Minggu, 14 Agustus 2011

Pak Mamat : "Merdeka !"

Berjalan menyusuri pinggir jalan raya besar di tengah terik matahari, seorang lelaki tua tampak terengah-engah menghela nafas dan mencoba mengumpulkan tenaga. Nampak raut mukanya bergurat setengah menengadah, seakan menunjukkan dirinya mampu mendorong sebuah gerobak sederhana penuh muatan. Di usianya yang senja, ia tetap semangat meski peluh membasahi raut wajahnya, bahkan tubuhnya, lelaki tua itu tidak menghiraukannya.

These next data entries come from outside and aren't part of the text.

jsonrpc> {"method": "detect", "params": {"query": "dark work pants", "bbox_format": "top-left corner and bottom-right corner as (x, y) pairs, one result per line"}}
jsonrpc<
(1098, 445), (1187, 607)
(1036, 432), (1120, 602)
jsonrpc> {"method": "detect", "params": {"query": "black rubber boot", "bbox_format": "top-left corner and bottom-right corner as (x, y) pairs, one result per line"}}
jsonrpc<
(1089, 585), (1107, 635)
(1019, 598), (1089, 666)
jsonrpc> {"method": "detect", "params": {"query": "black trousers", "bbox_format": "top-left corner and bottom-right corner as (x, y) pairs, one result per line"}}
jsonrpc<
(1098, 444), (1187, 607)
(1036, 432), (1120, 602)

Sebut saja Pak Mamat, lelaki baya itu adalah salah satu dari penjual bendera keliling tahunan. Bermodal gerobak kecil dan uang hasil pinjaman, Pak Mamat mencoba peruntungan menjual bendera dan umbul-umbul untuk keperluan peringatan hari kemerdekaan ke masyarakat. Bila melihat apa yang dijajakannnya, terpampang banyak ragam dan rupa, juga corak jualannya. Semuanya didominasi warna merah putih, maklum tujuh belasan sudah dekat.

Setapak dua tapak dia berusaha melempar senyum, sambil menawarkan dagangannya kepada pejalan kaki dan pengendara motor. Hingga membawanya pada kelokan sebuah gang, dan tanpa ampun, Pak Mamat  berteriak lantang menawarkan bendera dan umbul-umbul termasuk lima belas batang bambu untuk keperluan Agustusan. Tanpa dinyana, dua anak kecil datang mendekat melihat-lihat bendera Pak Mamat. Melihat calon konsumennya anak kecil, Pak Mamat segera beraksi dengan membawakan cerita dibumbui lawakan kecil tentang perjuangan pendahulu kita di masa lalu.

Sejurus kemudian, anak-anak serius mendengarkan Pak Mamat. Sesekali mereka tertawa mendengar ceritanya. Ulah Pak Mamat, kontan membuat orang tua mereka menghampiri bermaksud membeli, seraya mengeluarkan beberapa uang recehan kecil demi si buah hati. Dengan cekatan, Pak Mamat kemudian mengambil bendera yang dipilih dan membantu mengikatkannya pada sebuah batang bambu.

Anak-anakpun riang bukan kepalang. Kini, mereka punya bendera untuk dikibarkan di beranda depan rumahnya. Tak ketinggalan pula, senyum mengembang dari orang tua mereka. Melihat tingkah anak kecil tersebut, Pak Mamat takjub dan menitikkan air mata. Dipandanginya bendera yang terpasang tanpa henti, seakan ada sesuatu yang membawanya ke alam lain. Pak Mamat-pun bahagia, benderanya terjual, kemudian sambil berdoa bisa mendapat rejeki disisa setengah hari libur, bulan puasa tahun 2011.

Dalam asanya, Pak Mamat ingin sekali membagi sedikit kebahagiannya kepada orang lain. Sulitnya hidup akibat biaya ekonomi tinggi membuat Pak Mamat terus berjuang banting tulang. Tak peduli berapa yang didapatnya, dia tetap semangat menggelorakan makna perjuangan saat masa kemerdekaan. Meskipun dirinya tidak sebaik nasib orang pada umunya, Pak Mamat masih sempat memikirkan pinjaman yang harus dilunaskannya, syukur-syukur ada sisa sekedar dapur bisa ngebul.

"Merdeka !" pekik Pak Mamat semangat.